HÜSEYİN OKUŞ


Allah’a İman Eden Resül’e Uyar


Deki: Ey insanlar! Şüphesiz ki ben, Allah’ın tümünüze/hepinize (yolladığı) Resül’üyüm. O Allah ki göklerin ve yerin hâkimiyeti/egemenliği O’na aittir. O’ndan başka (ibadeti hak eden) hiçbir ilah yoktur. Diriltir ve öldürür. Allah’a ve Resul’ü olan ümmi Nebiye iman edin. O (Nebi), Allah’a ve O’nun kelimelerine iman eder. O’na uyun ki, hidayet bulasınız.(Araf 158) 

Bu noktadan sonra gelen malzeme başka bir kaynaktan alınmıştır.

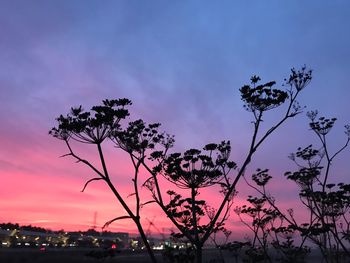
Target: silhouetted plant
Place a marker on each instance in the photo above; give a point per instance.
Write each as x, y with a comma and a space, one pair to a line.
190, 171
194, 170
328, 203
102, 125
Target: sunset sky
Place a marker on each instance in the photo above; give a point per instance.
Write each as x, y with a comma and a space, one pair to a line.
182, 64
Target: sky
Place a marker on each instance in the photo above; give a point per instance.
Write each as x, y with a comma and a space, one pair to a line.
182, 64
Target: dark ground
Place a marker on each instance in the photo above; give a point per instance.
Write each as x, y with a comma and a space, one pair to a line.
20, 255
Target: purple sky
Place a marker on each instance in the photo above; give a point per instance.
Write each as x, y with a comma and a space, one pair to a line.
180, 62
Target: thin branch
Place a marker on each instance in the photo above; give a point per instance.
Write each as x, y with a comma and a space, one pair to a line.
93, 179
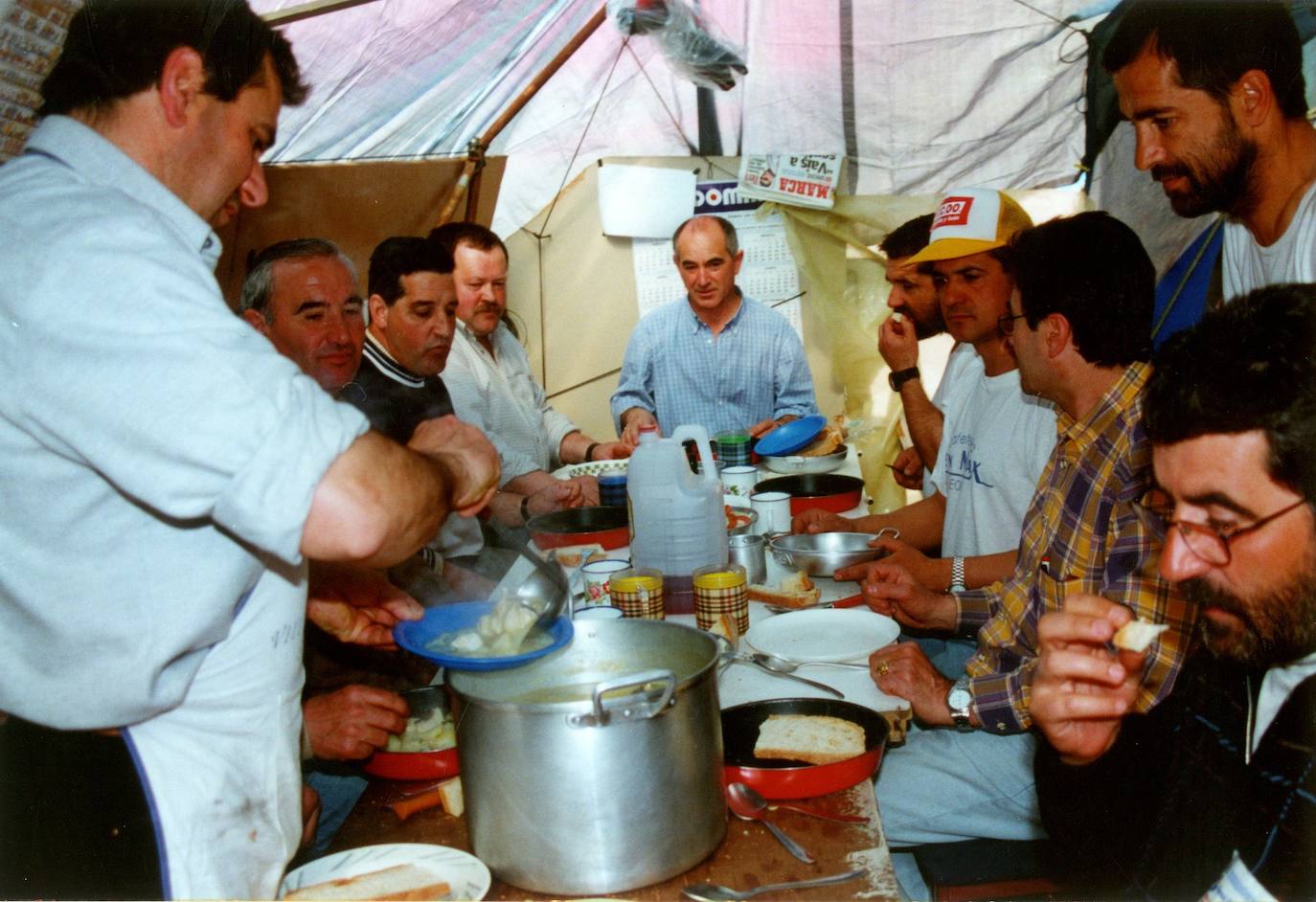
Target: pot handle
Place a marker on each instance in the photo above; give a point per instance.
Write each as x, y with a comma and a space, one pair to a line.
634, 707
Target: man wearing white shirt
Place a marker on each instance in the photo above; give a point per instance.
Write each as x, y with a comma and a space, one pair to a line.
1216, 98
1214, 789
176, 476
488, 373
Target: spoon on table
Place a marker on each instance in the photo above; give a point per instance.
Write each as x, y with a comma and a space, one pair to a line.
715, 893
784, 666
745, 811
748, 659
750, 799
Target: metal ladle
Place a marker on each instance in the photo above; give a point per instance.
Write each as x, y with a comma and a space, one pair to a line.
823, 687
783, 665
745, 811
750, 799
715, 893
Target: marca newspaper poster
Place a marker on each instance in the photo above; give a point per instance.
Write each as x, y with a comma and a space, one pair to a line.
769, 272
801, 179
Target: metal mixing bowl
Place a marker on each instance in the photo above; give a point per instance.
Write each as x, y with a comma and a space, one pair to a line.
823, 553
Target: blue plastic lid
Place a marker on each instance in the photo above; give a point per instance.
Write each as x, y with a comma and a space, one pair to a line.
790, 437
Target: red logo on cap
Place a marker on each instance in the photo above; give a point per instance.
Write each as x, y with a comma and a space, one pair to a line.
953, 211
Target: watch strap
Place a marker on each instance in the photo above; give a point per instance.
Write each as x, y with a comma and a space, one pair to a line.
957, 575
960, 715
900, 376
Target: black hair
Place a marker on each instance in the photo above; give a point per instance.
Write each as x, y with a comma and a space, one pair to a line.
1248, 366
1214, 44
1093, 270
117, 48
907, 238
451, 235
400, 257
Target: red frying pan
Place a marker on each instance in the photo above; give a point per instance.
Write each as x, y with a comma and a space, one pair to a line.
827, 490
778, 778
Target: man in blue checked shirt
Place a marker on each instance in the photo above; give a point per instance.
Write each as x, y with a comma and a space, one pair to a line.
720, 360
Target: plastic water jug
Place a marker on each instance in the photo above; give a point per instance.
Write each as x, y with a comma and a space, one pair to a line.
676, 515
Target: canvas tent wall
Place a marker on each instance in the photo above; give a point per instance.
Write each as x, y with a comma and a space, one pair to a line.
919, 95
916, 95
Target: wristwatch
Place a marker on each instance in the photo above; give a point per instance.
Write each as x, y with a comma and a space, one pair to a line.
957, 575
958, 700
900, 376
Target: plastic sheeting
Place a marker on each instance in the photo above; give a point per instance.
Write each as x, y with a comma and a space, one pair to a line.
918, 94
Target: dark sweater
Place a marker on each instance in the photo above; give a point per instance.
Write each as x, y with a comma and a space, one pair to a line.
394, 398
1161, 813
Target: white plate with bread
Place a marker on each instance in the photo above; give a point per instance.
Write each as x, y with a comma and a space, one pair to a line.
823, 634
397, 870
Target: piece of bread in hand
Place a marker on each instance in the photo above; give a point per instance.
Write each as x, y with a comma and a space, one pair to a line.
450, 795
812, 738
1137, 635
795, 591
401, 883
725, 627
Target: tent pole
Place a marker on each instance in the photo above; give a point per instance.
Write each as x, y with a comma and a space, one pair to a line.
309, 11
475, 158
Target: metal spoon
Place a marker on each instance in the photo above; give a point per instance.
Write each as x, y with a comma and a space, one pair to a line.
783, 665
826, 688
715, 893
750, 799
749, 813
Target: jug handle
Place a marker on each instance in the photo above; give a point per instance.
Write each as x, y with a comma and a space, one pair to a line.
706, 450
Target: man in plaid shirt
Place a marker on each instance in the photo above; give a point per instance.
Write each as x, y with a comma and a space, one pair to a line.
1079, 323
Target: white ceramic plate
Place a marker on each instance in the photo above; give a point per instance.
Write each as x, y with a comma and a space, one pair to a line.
828, 634
592, 468
465, 873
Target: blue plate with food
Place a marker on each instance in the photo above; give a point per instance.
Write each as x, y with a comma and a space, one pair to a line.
790, 437
482, 635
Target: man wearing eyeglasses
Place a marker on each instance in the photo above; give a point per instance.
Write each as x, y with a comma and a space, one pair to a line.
1078, 323
1214, 788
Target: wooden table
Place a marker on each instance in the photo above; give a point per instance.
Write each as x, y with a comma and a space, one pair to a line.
749, 856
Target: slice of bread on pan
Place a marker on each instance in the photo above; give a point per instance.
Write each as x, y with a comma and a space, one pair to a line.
401, 883
812, 738
795, 591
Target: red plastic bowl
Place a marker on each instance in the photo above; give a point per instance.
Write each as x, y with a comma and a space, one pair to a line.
808, 490
412, 765
778, 778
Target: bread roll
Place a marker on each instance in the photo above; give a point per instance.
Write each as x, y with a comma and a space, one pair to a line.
1137, 635
795, 591
812, 738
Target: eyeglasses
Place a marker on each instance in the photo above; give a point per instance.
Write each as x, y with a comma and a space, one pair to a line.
1006, 323
1209, 543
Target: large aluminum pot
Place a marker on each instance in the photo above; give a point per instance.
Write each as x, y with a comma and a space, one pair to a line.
598, 768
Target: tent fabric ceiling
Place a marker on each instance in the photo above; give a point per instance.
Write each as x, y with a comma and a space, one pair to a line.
920, 95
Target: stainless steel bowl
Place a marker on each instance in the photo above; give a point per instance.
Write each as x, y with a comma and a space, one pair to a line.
823, 553
795, 463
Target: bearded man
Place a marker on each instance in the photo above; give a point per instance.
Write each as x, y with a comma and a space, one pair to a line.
1214, 92
1214, 789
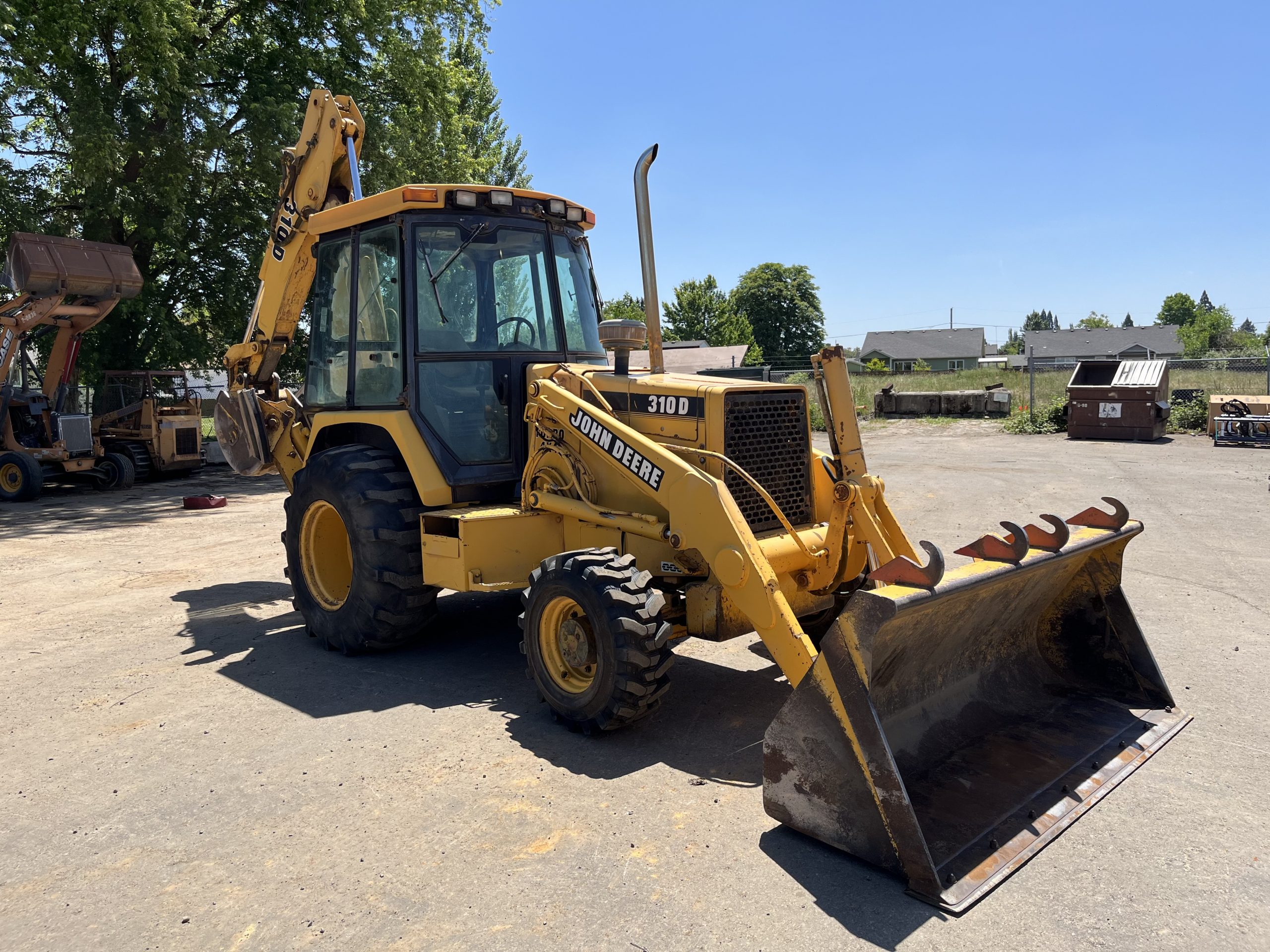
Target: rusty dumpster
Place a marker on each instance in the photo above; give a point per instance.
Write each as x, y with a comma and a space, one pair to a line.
1118, 400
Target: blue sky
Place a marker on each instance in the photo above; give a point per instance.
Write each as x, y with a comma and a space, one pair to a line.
992, 158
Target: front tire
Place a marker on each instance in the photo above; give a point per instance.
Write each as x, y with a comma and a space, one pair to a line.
115, 472
353, 550
595, 640
21, 477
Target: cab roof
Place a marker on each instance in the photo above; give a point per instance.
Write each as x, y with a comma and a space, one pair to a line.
445, 197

Bu ayeti celilenin bir kaç yönü bulunmaktadır. Bunları şöyle sıralayabiliriz.

1-Muhammed (sav) bütün insanlara gönderilmiş son peygamberdir. Ondan önceki peygamberler belli kavimlere, belli bölgelere gelirken, Efendimiz (as) bütün kâinata gönderilmiş bir peygamber olması ayrı bir önem arz etmektedir. 

2-Yine ayeti celile de Rabbimizin kudreti dile getirilirken, kendisine ibadet edilecek tek yüce bir varlık olduğu vurgulanmaktadır.

3-Hidayeti bulmanın, sırat-ı müstakim üzere olmanın yolu Allah ve Resul’üne iman etmekle mümkün olacağı açık bir şekilde ifade edilmektedir.

4-Ümmi Nebiye uyun, O’da Allah’a ve O’nun kelimelerine uymaktadır diyerek, Rabbimiz bir silsileyi biz kullarına hatırlatmaktadır, öğretmektedir.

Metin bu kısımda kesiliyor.